На вопрос, будет ли мама на свадьбе, Денис ответил без
тени юмора: «А как же без Витьки?» Но, самое смешное, женится-то на медсестре
из кожвендиспансера.
Побывали мы и на Прилукской, распили на лавочке под
окном шампанское. Вспомнили Марину, она теперь замужем за новым русским, растит
в Барселоне двойняшек, а недавно начала носить лифчик(!). Вспомнили Макашенко,
случайно включив транзистор, из которого, как из утюга, гнусавый отеческий
голос: «…я регулярно ператрахиваю кадры, и точно знаю, кто врот, а кто не
врот». Как не было этих двадцати лет…
Много кого еще вспомнили, а некоторых и помянули.
Эх, родные пенаты…
Полковник Копейкин
Соседи относились к Александру Петровичу с почтением,
его даже прочили в старшие по подъезду. Когда он, в форме полковника, помогал
соседке поднять по лестнице коляску, вспоминался, по меньшей мере, культовый
фильм “Офицеры”. И столько благородства, столько основательности было в его
осанке и побелевших висках, что даже подъездная алкота притихала, когда он,
гуляя с собакой, бросал на них строгий взгляд.
У Александра Петровича было трое детей и жена бухгалтер. Они теснились в
двухкомнатной, из года в год ожидая новую квартиру.
В тот
субботний вечер, хотя уже было за полночь, жена укладывала младшую, старшая
сидела на телефоне, а сын заигрался в компьютере. Как ни звал его отец гулять с
собакой, он взмолился и наобещал, что завтра и с утра, и вечером будет гулять,
только дай доиграть. Александр Петрович привычно напялил спортивные штаны и
взял поводок. Пес при этом нетерпеливо подпрыгнул чуть не до потолка. Полковник
положил в карман штанов миниатюрный электрошок, который ему недавно подарили
родственники из Минска. На случай собачьей драки. Однажды в его колли вцепился
хваленой мертвой хваткой бультерьер, так оторвать никакой силы не было, пять
минут вдвоем с мужиком пытались разжать зубы. А теперь есть шокер – и нет
проблем. Только вот страшные собаки перестали попадаться.
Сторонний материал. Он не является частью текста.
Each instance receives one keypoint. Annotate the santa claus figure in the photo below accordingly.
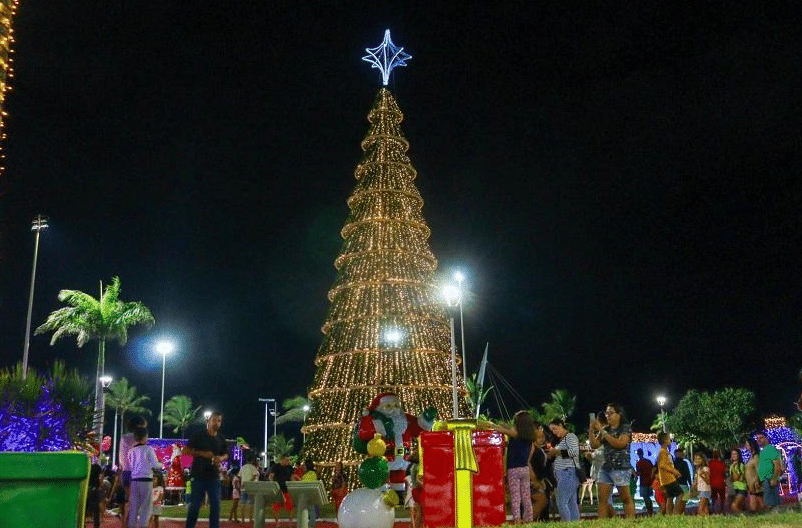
(397, 428)
(175, 475)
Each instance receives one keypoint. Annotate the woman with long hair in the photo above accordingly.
(702, 483)
(753, 484)
(617, 468)
(738, 477)
(566, 461)
(519, 454)
(539, 477)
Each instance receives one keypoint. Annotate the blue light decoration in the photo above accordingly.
(787, 442)
(386, 56)
(44, 429)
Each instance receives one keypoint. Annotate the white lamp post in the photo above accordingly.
(306, 412)
(163, 348)
(661, 401)
(452, 295)
(105, 381)
(459, 277)
(267, 401)
(39, 224)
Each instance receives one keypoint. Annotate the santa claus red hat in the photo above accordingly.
(379, 399)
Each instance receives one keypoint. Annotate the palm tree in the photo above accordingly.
(561, 405)
(88, 319)
(123, 397)
(179, 413)
(295, 410)
(278, 446)
(477, 394)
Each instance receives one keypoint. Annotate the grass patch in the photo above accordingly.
(787, 519)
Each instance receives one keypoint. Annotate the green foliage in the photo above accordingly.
(657, 424)
(123, 397)
(477, 394)
(719, 419)
(293, 410)
(60, 386)
(795, 423)
(561, 406)
(279, 446)
(180, 413)
(87, 318)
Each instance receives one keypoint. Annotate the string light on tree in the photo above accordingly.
(386, 329)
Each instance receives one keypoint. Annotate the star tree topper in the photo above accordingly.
(386, 56)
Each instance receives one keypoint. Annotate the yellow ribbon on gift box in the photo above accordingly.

Теплынь июльской ночи, приятно ступать по испаряющему дневной зной тротуару, пес послушно бежит рядом без поводка, изредка отвлекаясь на столбы и кустики. Вместо пары обычных кругов вокруг дома пошли по большому собачьему кругу, вдоль «ракушек», за ними - пустынный откос к железной дороге. Там Петрович иногда баловался на турнике, раз по двадцать - и пробежка. Пес учуял интересные запахи и побежал к одинокой темной фигуре, сидящей на откосе.
Когда Александр Петрович подошел ближе, в свете фонаря он разглядел юношу, который поглаживал собаку по голове, и услышал его невнятно-нетрезвое бормотанье и чавканье своего вечно ненасытного Лорда.
- Лорд, это что такое?! А ну, ко мне! – прикрикнул полковник поставленным голосом, хотя и понимал, что от халявных деликатесов пса и за уши не оттащить. Но для порядку.
- Эй, мужик, братан, выпить как насчет…
- Ты, пацан, придержи пса за ошейник, сейчас я на поводок его возьму, а то от твоей закуски скоро ничего не останется.
- Да закуси навалом, мужик. И водяры почти полная. Кореша на хуй свалили типа к телкам…
- А ты что ж?
- А я уже не что то… бля… не то, что к телкам, до дома ноги не понннесут, - и он завалился на бок.
Полковник поймал Лорда и привязал к ближайшему дереву, потом присел к «столу». На газете стояла поллитровка, а вокруг были разбросаны помидоры, хлеб и недогрызенные Лордом куски дешевой колбасы. Лорд прожевал добычу и просительно поскуливал.
Александр Петрович тем временем разглядывал парня, который, опершись на локоть, лежал на боку в метре от него. Стриженый под бокс, небрит дня два, лицо правильное, недлинный, коренастый, в темной майке навыпуск и черных джинсах. Кроссовки валялись рядом, ноги босые, с высоким подъемом, не стоптанные. «Строевой подготовки не проходил, в армии не был», отметил про себя полковник.
Парень приподнялся, стал что-то искать в траве, потом поднял пластиковый стакан и сказал:
- Налей, мужик, а то рука уже неверная.
- Поколебавшись секунду, Александр Петрович налил.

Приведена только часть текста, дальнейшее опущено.